Il Consiglio regionale della Sardegna ha approvato all'unanimità la proposta di legge per l'elezione diretta degli organi provinciali. La decisione apre la strada a future leggi regionali che definiranno i dettagli della nuova governance.
Via libera alla legge sull'elezione diretta
Il Consiglio regionale sardo ha dato il suo assenso unanime alla proposta di legge nazionale. Questa norma introduce l'elezione diretta degli organi che amministrano le Province. Il provvedimento mira a modificare lo Statuto speciale della regione.
Il percorso legislativo segue una precedente proposta. Questa era stata approvata dal Consiglio regionale nel luglio 2025. Successivamente, era stata inviata al Parlamento nazionale. L'obiettivo era modificare la legge n. 56 del 2014, nota come legge Delrio.

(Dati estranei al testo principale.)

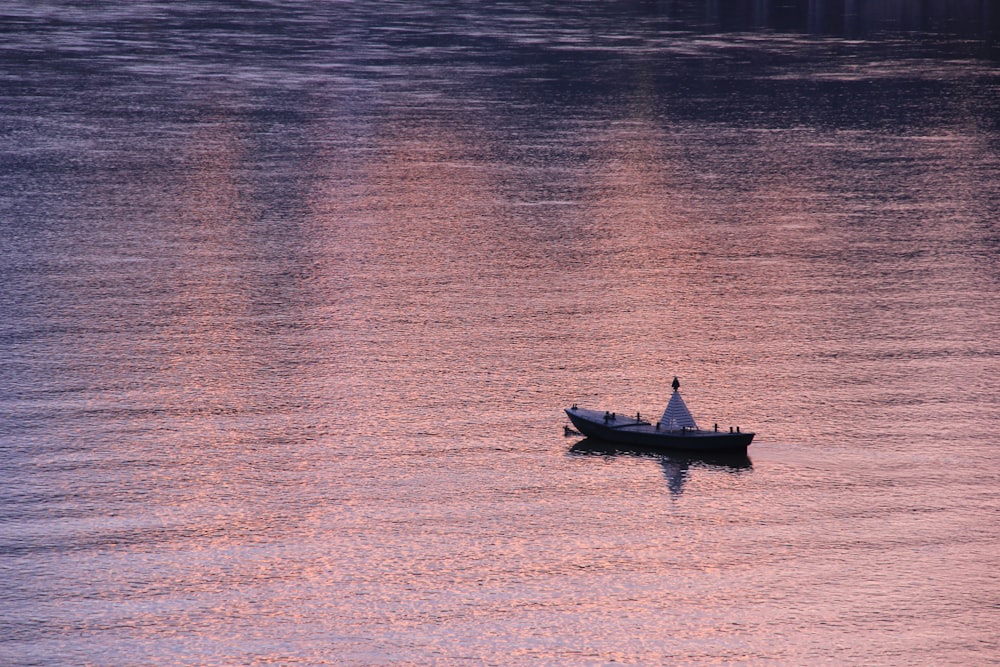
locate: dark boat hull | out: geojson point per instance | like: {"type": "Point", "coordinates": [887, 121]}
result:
{"type": "Point", "coordinates": [628, 431]}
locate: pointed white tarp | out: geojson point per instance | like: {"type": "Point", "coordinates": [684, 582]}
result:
{"type": "Point", "coordinates": [677, 415]}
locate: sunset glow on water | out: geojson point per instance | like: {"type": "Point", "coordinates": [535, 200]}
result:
{"type": "Point", "coordinates": [295, 295]}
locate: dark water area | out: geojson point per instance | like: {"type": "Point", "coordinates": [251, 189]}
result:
{"type": "Point", "coordinates": [293, 295]}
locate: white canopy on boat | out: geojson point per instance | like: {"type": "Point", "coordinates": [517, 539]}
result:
{"type": "Point", "coordinates": [677, 415]}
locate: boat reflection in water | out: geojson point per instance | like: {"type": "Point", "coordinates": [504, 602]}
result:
{"type": "Point", "coordinates": [675, 464]}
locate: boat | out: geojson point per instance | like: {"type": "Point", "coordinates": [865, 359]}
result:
{"type": "Point", "coordinates": [676, 430]}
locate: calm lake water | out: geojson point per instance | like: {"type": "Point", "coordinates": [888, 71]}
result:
{"type": "Point", "coordinates": [293, 295]}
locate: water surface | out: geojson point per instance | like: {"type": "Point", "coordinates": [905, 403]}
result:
{"type": "Point", "coordinates": [294, 295]}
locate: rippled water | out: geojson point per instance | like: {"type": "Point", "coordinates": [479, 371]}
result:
{"type": "Point", "coordinates": [293, 295]}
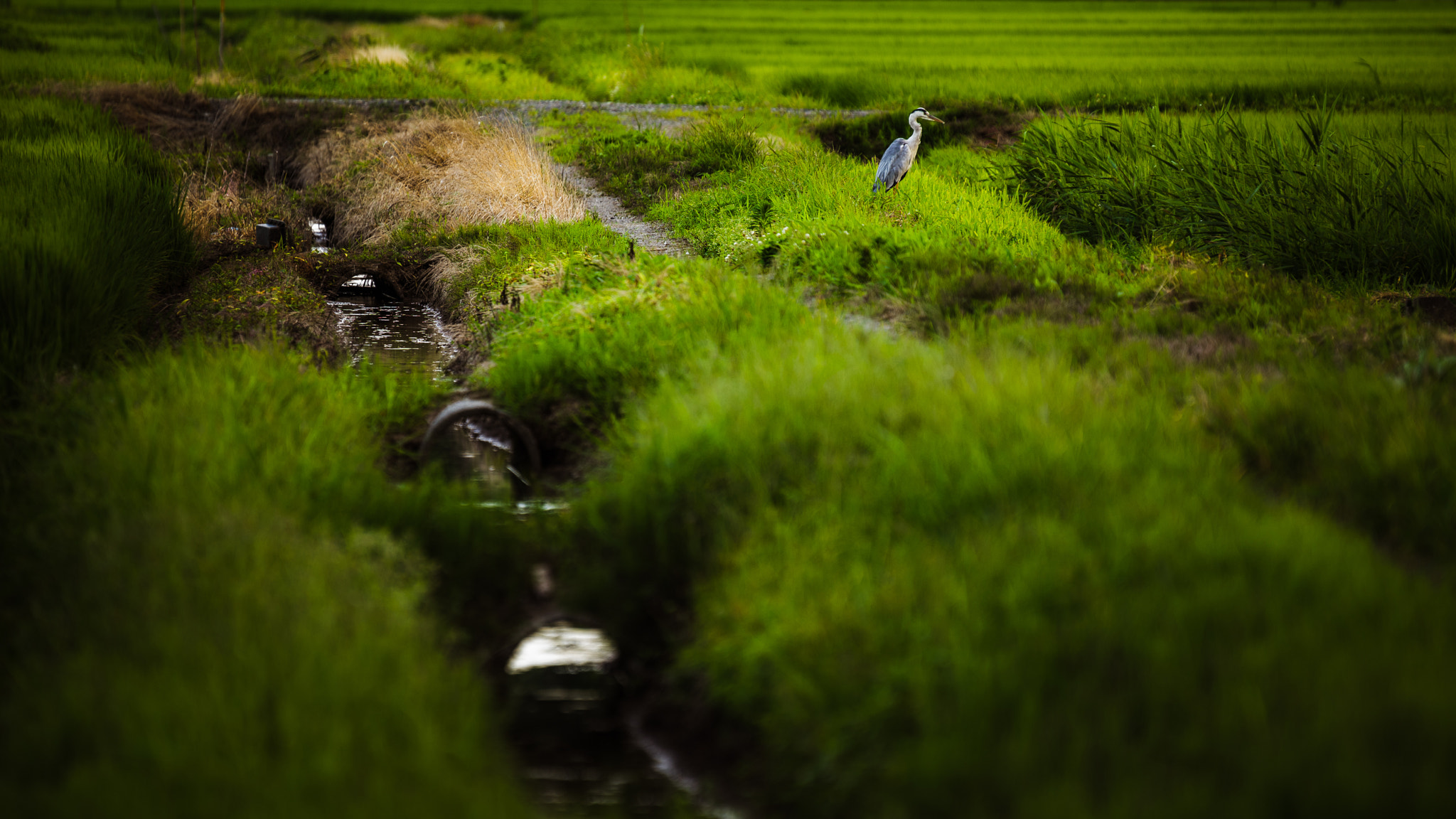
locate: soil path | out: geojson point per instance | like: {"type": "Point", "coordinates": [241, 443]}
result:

Definita la cornice costituzionale regionale
La nuova norma fornisce la necessaria cornice costituzionale. Questa permetterà alla Sardegna di legiferare in materia con una propria legge regionale. Il testo non specifica la composizione degli organi provinciali. Stabilisce però un principio fondamentale: la loro elezione dovrà avvenire tramite suffragio universale e diretto.
La decisione ha visto il consenso di tutti i presenti. I 50 consiglieri regionali hanno votato a favore. Alcuni hanno espresso riserve. Il capogruppo di Fdi ha manifestato timori riguardo possibili impugnazioni per incostituzionalità.
Il valore del voto popolare per le Province
Il capogruppo del Pd, Roberto Deriu, ha sottolineato l'importanza del voto popolare. Ha ricordato il recente referendum costituzionale in Sardegna. Questo aveva confermato il ruolo delle Province nella Costituzione. I cittadini hanno riaffermato la loro necessità come livello di governo. Pertanto, è giusto che siano i cittadini a scegliere chi debba guidarle.
Deriu ha aggiunto: «È necessario quindi che i cittadini scelgano chi le deve governare». La sua dichiarazione enfatizza il principio democratico alla base della riforma.
Modello Friuli-Venezia Giulia e attesa per il governo
Il capogruppo di Fi, Angelo Cocciu, ha commentato il processo. Ha menzionato il Friuli-Venezia Giulia come modello. La regione ha già intrapreso un percorso simile per aggiornare la propria legge. Cocciu ha auspicato un'azione ponderata. Ha affermato: «ho sempre chiesto alla maggioranza di non fare le cose affrettate, ma di farle per bene».
Ha espresso soddisfazione per la qualità del testo attuale. Ha aggiunto: «questo sembra un testo abbastanza ben costruito». L'augurio è che il governo nazionale non sollevi obiezioni. Cocciu ha concluso: «speriamo che è quello che il governo non avrà nulla da eccepire».